Steve Octavien

No. 53, 95, 51
- Position: Linebacker

Personal information
- Born: November 25, 1984 (age 41) Belle Glade, Florida, U.S.
- Listed height: 6 ft 0 in (1.83 m)
- Listed weight: 238 lb (108 kg)

Career information
- High school: Lely (Naples, Florida)
- College: Nebraska
- NFL draft: 2008 (undrafted)

Career history
- Kansas City Chiefs (2008)*; Washington Redskins (2008)*; Dallas Cowboys (2008–2009); Cleveland Browns (2010); Tampa Bay Storm (2012); Omaha Nighthawks (2012); Montreal Alouettes (2013)*; San Jose SaberCats (2013); Los Angeles Kiss (2014);
- * Offseason or practice squad member only

Career NFL statistics
- Total tackles: 9
- Forced fumbles: 1
- Stats at Pro Football Reference

Career AFL statistics
- Total tackles: 36
- Sacks: 6.5
- Pass deflections: 3
- Stats at ArenaFan.com

= Steve Octavien =

American football player (born 1984)

Steven Octavien (born November 25, 1984) is an American former professional football player who was a linebacker in the National Football League (NFL) for the Washington Redskins, Dallas Cowboys and Cleveland Browns. He played college football for the Nebraska Cornhuskers.

==Early life==
Octavien is of Haitian descent, and attended Lely High School. He became a starter at linebacker as a sophomore. In his last 2 years he was used as a two-way player.

In his junior season, he won the state title in the discus throw and finished second as a senior. In 2003, his personal-best throw of 193-7 was the tenth-best prep mark in the nation.

==College career==
Octavien enrolled at Harper College. As freshman, he posted 124 tackles (15 for loss), 8 sacks, 3 interceptions, 2 blocked field goals and one blocked punt, while contributing to a 10-1 record. In 2004, he played in only four games because of an injury.

He also was a track standout, running the second leg on the school’s 2004 national champion 4 × 400 metres relay team and winning the Division III junior college discus throw title with a mark of 164-7.

Octavien accepted a football scholarship from the University of Nebraska–Lincoln.

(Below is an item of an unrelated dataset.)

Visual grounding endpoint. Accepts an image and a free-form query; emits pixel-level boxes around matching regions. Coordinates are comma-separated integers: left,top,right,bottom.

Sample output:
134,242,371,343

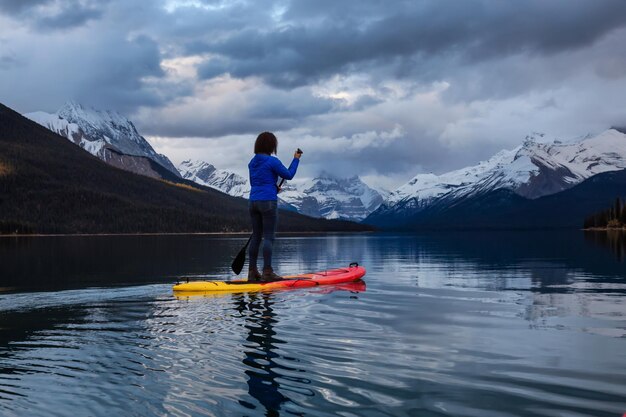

In 2005, he was injured in the Cornhuskers' season opener against the University of Maine, and was lost for the year.

As a redshirt junior, he only played in 9 games after missing 4 four contests while rehabbing a leg injury. He posted 32 tackles (4 for loss), one sack, 2 passes defensed, one quarterback hurry and one forced fumble, while contributing for a defense that ranked in the top 25 nationally in scoring defense.

As a senior, he started 8 out of 12 games at Will linebacker, leading the team with 92 total tackles, 15 tackles for loss and 9 quarterback hurries. He also had 3 passes defensed and 2 sacks. He was named the team's Defensive Most Valuable Player.

Played in 22 games with 10 starts in three years at Nebraska, finishing with 128 tackles, 3.0 sacks, 21.0 ~ tackles for losses, 1 1 pressures, five breakups and a forced fumble.

==Professional career==

===Kansas City Chiefs===
Octavien was signed by the Kansas City Chiefs as an undrafted free agent after not being selected in the 2008 NFL draft. He was waived injured on August 30.

===Washington Redskins===
On November 20, 2008, he was signed by the Washington Redskins to their practice squad.

===Dallas Cowboys===
On November 30, 2008, the Dallas Cowboys signed Octavien from the Washington Redskins practice squad. He was declared inactive in his first 2 games, before making his NFL debut with 2 special teams tackles and a forced fumble against the Baltimore Ravens.

In 2009, he played in 14 games and tied for fourth on the team with 12 special teams tackles. He was released on September 4, 2010.

===Cleveland Browns===
On December 22, 2010, he was signed as a free agent by the Cleveland Browns. He wasn't re-signed at the end of the season.

===Omaha Nighthawks===
In 2011, he was signed by the Omaha Nighthawks of the United Football League. He played linebacker and special teams.

===Tampa Bay Storm===
On April 3, 2012, the Tampa Bay Storm of the Arena Football League signed him as a free agent. His value showed during the season on the field and in the locker room, as a veteran who became a leader for younger teammates.

===Montreal Alouettes===
On February 16, 2013, he was signed by the Montreal Alouettes of the Canadian Football League to a two-year contract. He was released before the start of the season.

===San Jose SaberCats===
In June 2013, Octavien was assigned to the San Jose SaberCats of the Arena Football League. On August 2, he was placed on the inactive reserve.

===LA Kiss===
On December 26, 2013, he was selected in the AFL expansion draft by the LA Kiss of the Arena Football League.

==Personal life==
His sister Dayana was a three-time track All-American in the hammer and discus throw at the University of South Florida and competed in the 2004 U.S. Olympic Trials, 2007 Pan American Games, and the 2008 Summer Olympics.